O cristão moveu o passo vacilante. De repente, entre os ramos das árvores, seus olhos viram, sentada à porta da cabana,

Iracema com o filho no regaço e o cão a brincar. Seu coração o arrastou de um ímpeto, e toda a alma lhe estalou nos lábios:

- Iracema!...

A triste esposa e mãe soabriu os olhos, ouvindo a voz amada. Com esforço grande, pôde erguer o filho nos braços e

apresentá-lo ao pai, que o olhava extático em seu amor.

- Recebe o filho de teu sangue. Chegastes a tempo; meus seios ingratos já não tinham alimento para dar-lhe!

Pousando a criança nos braços paternos, a desventurada mãe desfaleceu como a jetica se lhe arrancam o bulbo. O

esposo viu então como a dor tinha murchado seu belo corpo; mas a formosura ainda morava nela, como o perfume na flor

caída do manacá.

Iracema não se ergueu mais da rede onde a pousaram os aflitos braços de Martim. O terno esposo, em que o amor

renascera com o júbilo paterno, a cercou de carícias que encheram sua alma de alegria, mas não a puderam tornar à vida: o

estame de sua flor se rompera.

- Enterra o corpo de tua esposa ao pé do coqueiro que tu amaste. Quando o vento do mar soprar nas folhas, Iracema

pensará que é tua voz que fala entre seus cabelos.

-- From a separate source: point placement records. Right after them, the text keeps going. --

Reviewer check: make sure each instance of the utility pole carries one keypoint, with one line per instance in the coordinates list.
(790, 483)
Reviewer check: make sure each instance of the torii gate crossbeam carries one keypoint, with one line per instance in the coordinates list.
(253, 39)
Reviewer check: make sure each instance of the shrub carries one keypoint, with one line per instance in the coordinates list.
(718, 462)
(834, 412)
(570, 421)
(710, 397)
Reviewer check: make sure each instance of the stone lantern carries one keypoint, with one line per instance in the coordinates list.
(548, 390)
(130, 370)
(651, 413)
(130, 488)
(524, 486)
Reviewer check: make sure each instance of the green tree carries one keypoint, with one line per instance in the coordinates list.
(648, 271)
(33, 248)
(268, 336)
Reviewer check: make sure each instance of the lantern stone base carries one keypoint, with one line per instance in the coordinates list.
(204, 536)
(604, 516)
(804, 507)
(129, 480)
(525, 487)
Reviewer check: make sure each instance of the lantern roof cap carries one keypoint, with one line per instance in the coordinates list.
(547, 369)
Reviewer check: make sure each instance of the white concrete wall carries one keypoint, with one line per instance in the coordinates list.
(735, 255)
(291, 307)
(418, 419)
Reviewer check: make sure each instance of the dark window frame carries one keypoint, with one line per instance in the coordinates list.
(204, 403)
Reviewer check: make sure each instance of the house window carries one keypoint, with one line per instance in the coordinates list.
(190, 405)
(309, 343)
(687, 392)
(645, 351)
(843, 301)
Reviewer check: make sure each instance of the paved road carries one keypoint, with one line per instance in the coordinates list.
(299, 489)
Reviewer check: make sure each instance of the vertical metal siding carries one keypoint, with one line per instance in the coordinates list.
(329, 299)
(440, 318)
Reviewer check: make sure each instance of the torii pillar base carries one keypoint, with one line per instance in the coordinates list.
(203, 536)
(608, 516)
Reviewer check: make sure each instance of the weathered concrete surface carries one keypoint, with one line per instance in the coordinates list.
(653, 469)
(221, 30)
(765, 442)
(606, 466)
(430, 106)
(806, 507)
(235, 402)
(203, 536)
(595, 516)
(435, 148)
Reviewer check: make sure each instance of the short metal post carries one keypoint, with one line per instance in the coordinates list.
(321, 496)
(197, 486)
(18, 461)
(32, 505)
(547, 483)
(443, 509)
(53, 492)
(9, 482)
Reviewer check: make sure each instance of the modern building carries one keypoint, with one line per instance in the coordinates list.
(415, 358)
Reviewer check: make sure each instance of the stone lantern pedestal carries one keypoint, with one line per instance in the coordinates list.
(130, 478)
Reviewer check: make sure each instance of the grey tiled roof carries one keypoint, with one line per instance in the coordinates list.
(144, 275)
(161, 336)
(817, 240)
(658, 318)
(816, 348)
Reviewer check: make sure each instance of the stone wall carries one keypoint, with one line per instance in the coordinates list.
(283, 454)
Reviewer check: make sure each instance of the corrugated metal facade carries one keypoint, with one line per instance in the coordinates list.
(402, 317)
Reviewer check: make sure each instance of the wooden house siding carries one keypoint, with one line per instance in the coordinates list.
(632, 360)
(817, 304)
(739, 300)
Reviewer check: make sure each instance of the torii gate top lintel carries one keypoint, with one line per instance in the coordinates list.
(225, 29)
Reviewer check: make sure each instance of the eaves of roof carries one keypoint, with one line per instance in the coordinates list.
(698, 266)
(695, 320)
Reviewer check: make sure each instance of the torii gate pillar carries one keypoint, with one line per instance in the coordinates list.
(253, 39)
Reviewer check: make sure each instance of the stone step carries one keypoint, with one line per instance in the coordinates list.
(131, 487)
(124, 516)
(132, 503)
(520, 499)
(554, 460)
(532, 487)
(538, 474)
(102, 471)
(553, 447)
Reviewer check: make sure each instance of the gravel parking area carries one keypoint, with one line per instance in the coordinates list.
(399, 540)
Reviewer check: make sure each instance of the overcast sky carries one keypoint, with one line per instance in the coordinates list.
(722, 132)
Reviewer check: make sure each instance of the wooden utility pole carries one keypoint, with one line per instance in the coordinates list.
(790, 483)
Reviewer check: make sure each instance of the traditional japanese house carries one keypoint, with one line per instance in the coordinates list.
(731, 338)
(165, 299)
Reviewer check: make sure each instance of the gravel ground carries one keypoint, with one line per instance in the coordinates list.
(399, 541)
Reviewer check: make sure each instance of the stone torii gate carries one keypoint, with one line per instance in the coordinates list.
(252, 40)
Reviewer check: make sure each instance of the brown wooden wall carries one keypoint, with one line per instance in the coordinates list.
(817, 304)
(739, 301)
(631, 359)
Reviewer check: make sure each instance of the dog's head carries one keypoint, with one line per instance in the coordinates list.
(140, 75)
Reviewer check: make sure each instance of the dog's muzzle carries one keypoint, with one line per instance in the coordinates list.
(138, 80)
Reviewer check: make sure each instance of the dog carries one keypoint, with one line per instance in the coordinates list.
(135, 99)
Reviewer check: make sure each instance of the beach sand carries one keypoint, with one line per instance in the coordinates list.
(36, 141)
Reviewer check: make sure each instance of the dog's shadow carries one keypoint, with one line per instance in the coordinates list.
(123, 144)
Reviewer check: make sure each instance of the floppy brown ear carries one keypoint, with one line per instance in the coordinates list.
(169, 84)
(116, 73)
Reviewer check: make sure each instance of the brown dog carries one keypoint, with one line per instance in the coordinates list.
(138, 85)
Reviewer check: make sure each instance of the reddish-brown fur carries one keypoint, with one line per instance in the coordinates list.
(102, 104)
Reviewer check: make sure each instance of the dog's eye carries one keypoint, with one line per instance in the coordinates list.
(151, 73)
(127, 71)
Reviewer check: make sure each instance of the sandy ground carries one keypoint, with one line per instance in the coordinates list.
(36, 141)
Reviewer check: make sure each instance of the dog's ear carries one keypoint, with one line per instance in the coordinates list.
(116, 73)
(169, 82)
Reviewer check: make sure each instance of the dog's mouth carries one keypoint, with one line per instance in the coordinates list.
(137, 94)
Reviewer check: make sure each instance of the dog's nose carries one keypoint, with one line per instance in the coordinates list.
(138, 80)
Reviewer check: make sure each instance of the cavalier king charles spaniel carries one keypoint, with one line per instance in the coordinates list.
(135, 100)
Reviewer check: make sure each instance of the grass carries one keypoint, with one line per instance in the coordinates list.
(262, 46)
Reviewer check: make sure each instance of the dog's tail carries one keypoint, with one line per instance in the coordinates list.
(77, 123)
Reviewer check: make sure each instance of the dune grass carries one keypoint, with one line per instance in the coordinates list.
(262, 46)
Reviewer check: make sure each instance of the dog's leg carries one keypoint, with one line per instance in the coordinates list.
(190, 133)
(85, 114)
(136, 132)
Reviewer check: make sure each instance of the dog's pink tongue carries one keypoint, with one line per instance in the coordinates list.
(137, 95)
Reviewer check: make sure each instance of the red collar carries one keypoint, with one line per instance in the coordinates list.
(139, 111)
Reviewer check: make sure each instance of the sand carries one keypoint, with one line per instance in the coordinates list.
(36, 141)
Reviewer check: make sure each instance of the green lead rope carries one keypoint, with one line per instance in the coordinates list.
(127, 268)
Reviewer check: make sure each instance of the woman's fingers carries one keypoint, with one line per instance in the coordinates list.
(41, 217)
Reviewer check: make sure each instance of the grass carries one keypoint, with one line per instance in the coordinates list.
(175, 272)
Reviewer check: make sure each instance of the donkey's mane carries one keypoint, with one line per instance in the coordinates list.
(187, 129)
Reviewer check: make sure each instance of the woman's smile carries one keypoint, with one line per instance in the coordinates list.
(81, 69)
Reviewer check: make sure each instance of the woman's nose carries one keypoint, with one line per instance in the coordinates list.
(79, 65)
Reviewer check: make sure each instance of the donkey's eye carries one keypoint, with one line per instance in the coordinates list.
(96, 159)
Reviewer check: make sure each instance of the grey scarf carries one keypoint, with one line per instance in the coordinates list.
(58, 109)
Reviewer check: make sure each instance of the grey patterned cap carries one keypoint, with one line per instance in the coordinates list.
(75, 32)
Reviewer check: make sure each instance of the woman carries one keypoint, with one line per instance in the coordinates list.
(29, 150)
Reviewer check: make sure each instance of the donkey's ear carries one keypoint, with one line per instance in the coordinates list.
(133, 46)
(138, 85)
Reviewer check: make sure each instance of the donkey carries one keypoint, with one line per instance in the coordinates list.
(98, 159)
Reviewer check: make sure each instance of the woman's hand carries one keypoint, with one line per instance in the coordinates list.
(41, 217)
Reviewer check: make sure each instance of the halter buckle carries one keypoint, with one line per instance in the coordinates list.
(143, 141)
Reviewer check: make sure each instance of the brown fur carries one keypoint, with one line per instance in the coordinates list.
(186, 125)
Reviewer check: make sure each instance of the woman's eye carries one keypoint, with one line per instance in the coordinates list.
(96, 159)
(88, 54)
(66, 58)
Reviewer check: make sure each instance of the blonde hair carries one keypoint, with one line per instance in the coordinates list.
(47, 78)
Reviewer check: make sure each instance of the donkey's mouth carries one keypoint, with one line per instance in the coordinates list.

O lábio emudeceu para sempre; o último lampejo despediu-se dos olhos baços.

Poti amparou o irmão em sua grande dor. Martim sentiu quanto um amigo verdadeiro é precioso na desventura: é como

o outeiro que abriga do vendaval o tronco forte e robusto do ubiratã, quando o broca o cupim.

O camucim recebeu o corpo de Iracema, embebido de resinas odoríferas; e foi enterrado ao pé do coqueiro, à borda do

rio. Martim quebrou um ramo de murta, a folha da tristeza, e deitou-o no jazigo de sua esposa.

A jandaia pousada no olho da palmeira repetia tristemente:

- Iracema!

Desde então os guerreiros pitiguaras, que passavam perto da cabana abandonada e ouviam ressoar a voz plangente da

ave amiga, se afastavam, com a alma cheia de tristeza, do coqueiro onde cantava a jandaia.

E foi assim que um dia veio a chamar-se Ceará o rio onde crescia o coqueiro, e os campos onde serpeja o rio.